I wanted to learn how to do a job, I asked. The boatswain or mate or whoever handed me off to someone who showed me. End of story. I didn't need to secretly watch how someone did their job and pray that no one saw me learning and accused me of taking the food out of their kids' mouths. If that's the kind of environment that SIU encourages, or even tolerates, I should probably kiss the ass of the people who told me 'don't join SIU' when I was looking for my first job.
I never made as much money as the guys in the better-paying unions did, when I was in that side of the industry, but I learned how to do my job and looked forward to doing it, for the most part, and the supervisors were often happy to teach me how to aspects of their jobs, often while they were learning the job above theirs.
Feeling welcomed and part of a team was more than worth the difference in pay.

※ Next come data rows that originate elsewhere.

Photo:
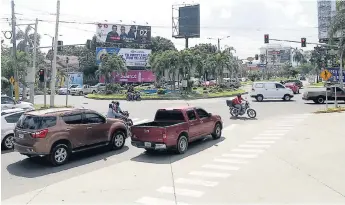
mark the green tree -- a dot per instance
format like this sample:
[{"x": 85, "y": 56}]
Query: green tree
[{"x": 110, "y": 64}]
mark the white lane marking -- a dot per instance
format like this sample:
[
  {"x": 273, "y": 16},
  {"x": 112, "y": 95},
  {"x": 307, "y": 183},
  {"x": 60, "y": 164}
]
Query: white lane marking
[
  {"x": 261, "y": 142},
  {"x": 210, "y": 174},
  {"x": 156, "y": 201},
  {"x": 248, "y": 150},
  {"x": 141, "y": 121},
  {"x": 254, "y": 145},
  {"x": 196, "y": 182},
  {"x": 271, "y": 134},
  {"x": 230, "y": 161},
  {"x": 220, "y": 167},
  {"x": 230, "y": 127},
  {"x": 270, "y": 131},
  {"x": 246, "y": 156},
  {"x": 266, "y": 138},
  {"x": 181, "y": 192}
]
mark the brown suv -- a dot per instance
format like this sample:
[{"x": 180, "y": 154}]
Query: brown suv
[{"x": 58, "y": 132}]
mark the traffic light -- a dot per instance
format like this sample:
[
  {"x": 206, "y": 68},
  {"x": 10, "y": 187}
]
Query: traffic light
[
  {"x": 303, "y": 42},
  {"x": 41, "y": 75},
  {"x": 89, "y": 44},
  {"x": 267, "y": 38},
  {"x": 60, "y": 44}
]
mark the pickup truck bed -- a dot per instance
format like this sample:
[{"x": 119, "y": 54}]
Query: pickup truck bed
[{"x": 175, "y": 128}]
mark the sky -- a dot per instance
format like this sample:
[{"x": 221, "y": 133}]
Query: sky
[{"x": 245, "y": 21}]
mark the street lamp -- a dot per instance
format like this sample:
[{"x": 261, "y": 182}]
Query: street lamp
[{"x": 218, "y": 40}]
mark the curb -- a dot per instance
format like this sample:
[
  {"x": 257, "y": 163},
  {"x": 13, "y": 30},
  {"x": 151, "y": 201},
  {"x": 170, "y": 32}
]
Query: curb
[{"x": 195, "y": 98}]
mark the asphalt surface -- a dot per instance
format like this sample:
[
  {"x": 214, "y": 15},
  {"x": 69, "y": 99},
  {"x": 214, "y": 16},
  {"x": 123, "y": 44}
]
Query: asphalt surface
[{"x": 20, "y": 175}]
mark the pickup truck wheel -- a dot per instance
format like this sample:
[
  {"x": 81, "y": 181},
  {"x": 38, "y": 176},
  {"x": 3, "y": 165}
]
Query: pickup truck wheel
[
  {"x": 118, "y": 140},
  {"x": 217, "y": 132},
  {"x": 259, "y": 98},
  {"x": 59, "y": 154},
  {"x": 320, "y": 100},
  {"x": 182, "y": 144}
]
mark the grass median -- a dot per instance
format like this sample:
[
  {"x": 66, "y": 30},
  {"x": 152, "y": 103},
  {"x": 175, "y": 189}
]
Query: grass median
[
  {"x": 168, "y": 96},
  {"x": 42, "y": 107}
]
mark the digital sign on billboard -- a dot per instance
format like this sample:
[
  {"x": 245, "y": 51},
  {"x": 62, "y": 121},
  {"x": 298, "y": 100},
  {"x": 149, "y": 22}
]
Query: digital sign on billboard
[
  {"x": 132, "y": 57},
  {"x": 119, "y": 33}
]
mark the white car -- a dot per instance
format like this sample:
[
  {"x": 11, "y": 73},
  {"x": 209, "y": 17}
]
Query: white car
[
  {"x": 270, "y": 90},
  {"x": 9, "y": 118},
  {"x": 64, "y": 91},
  {"x": 8, "y": 103}
]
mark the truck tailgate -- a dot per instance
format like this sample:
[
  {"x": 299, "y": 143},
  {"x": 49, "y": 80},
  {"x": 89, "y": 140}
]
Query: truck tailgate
[{"x": 147, "y": 134}]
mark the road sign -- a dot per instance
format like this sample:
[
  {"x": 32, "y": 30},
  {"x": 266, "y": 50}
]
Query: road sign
[
  {"x": 12, "y": 80},
  {"x": 325, "y": 74}
]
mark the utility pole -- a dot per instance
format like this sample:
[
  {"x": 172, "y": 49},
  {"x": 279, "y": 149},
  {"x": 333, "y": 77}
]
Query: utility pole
[
  {"x": 14, "y": 54},
  {"x": 33, "y": 71},
  {"x": 67, "y": 60},
  {"x": 53, "y": 77}
]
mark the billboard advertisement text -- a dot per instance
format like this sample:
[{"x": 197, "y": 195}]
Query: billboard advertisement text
[
  {"x": 118, "y": 33},
  {"x": 132, "y": 57},
  {"x": 132, "y": 76},
  {"x": 335, "y": 74}
]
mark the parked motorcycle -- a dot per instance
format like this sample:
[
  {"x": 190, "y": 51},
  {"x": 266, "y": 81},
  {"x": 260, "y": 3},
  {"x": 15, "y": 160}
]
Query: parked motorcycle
[
  {"x": 127, "y": 120},
  {"x": 133, "y": 96},
  {"x": 246, "y": 109}
]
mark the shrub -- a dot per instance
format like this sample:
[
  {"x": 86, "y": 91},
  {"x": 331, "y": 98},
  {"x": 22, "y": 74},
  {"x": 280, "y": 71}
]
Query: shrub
[{"x": 161, "y": 92}]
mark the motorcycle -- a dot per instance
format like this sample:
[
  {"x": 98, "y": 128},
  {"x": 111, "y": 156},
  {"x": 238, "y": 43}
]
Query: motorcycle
[
  {"x": 127, "y": 120},
  {"x": 236, "y": 112},
  {"x": 134, "y": 96}
]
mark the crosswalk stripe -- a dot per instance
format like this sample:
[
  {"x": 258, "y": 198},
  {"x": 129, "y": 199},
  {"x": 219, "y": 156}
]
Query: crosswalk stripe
[
  {"x": 181, "y": 192},
  {"x": 196, "y": 182},
  {"x": 156, "y": 201}
]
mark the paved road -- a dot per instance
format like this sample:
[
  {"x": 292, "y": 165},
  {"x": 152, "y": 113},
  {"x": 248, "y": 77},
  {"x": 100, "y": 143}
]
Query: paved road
[
  {"x": 281, "y": 160},
  {"x": 19, "y": 175}
]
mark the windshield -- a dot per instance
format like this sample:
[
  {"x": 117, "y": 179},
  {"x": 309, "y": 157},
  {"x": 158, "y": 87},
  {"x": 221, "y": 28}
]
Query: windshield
[
  {"x": 32, "y": 122},
  {"x": 169, "y": 115}
]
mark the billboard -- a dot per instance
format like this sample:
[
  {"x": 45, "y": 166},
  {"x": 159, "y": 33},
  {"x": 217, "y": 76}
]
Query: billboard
[
  {"x": 119, "y": 33},
  {"x": 132, "y": 76},
  {"x": 326, "y": 9},
  {"x": 189, "y": 21},
  {"x": 74, "y": 78},
  {"x": 132, "y": 57},
  {"x": 335, "y": 74}
]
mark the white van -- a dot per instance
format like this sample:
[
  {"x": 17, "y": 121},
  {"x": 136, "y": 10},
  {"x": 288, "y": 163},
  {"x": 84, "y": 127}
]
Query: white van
[{"x": 270, "y": 90}]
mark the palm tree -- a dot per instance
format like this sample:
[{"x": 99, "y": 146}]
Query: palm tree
[
  {"x": 110, "y": 64},
  {"x": 337, "y": 27}
]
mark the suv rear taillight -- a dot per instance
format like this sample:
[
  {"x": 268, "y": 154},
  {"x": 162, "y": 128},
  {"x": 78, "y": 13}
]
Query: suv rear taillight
[{"x": 40, "y": 134}]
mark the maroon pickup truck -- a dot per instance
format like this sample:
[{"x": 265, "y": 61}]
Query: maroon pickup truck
[{"x": 175, "y": 128}]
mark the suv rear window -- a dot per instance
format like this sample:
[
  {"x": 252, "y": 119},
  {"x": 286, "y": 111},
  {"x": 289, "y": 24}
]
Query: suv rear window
[
  {"x": 167, "y": 115},
  {"x": 33, "y": 122}
]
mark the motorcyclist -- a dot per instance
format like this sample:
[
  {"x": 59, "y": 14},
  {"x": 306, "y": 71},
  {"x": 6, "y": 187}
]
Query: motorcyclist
[
  {"x": 117, "y": 110},
  {"x": 237, "y": 102}
]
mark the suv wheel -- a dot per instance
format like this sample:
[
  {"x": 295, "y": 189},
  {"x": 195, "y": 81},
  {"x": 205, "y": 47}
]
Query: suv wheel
[
  {"x": 118, "y": 140},
  {"x": 59, "y": 154},
  {"x": 217, "y": 132},
  {"x": 7, "y": 142},
  {"x": 286, "y": 97},
  {"x": 182, "y": 144},
  {"x": 259, "y": 98}
]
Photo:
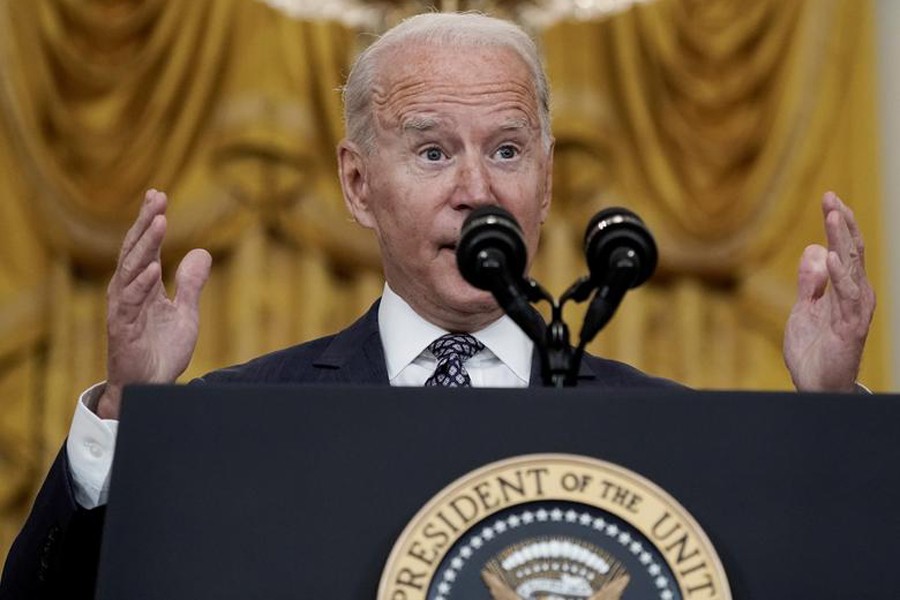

For all that I didn't make a lot of money, and sometimes had to wait a couple of months to get a job, I was making consistent progress towards advancing myself through classes. There just weren't enough jobs available to me in that union, and when my employer went tits up after a funding crisis, I had already seen the writing on the wall- there weren't any other companies to work for in that union, and I had already left.
* * *
These days I'm in a different side of the industry. I'm not in a union at all, and I don't need to be. I work for a large company that started off as a small family business and tries very hard to maintain that atmosphere- I could join a union again and make more money, and fund the lifestyles of a bunch of legal gangsters in suits who are 'looking out for my best interests' but why would I? I keep what I make, pay no dues, and can look out for my best interests just fine.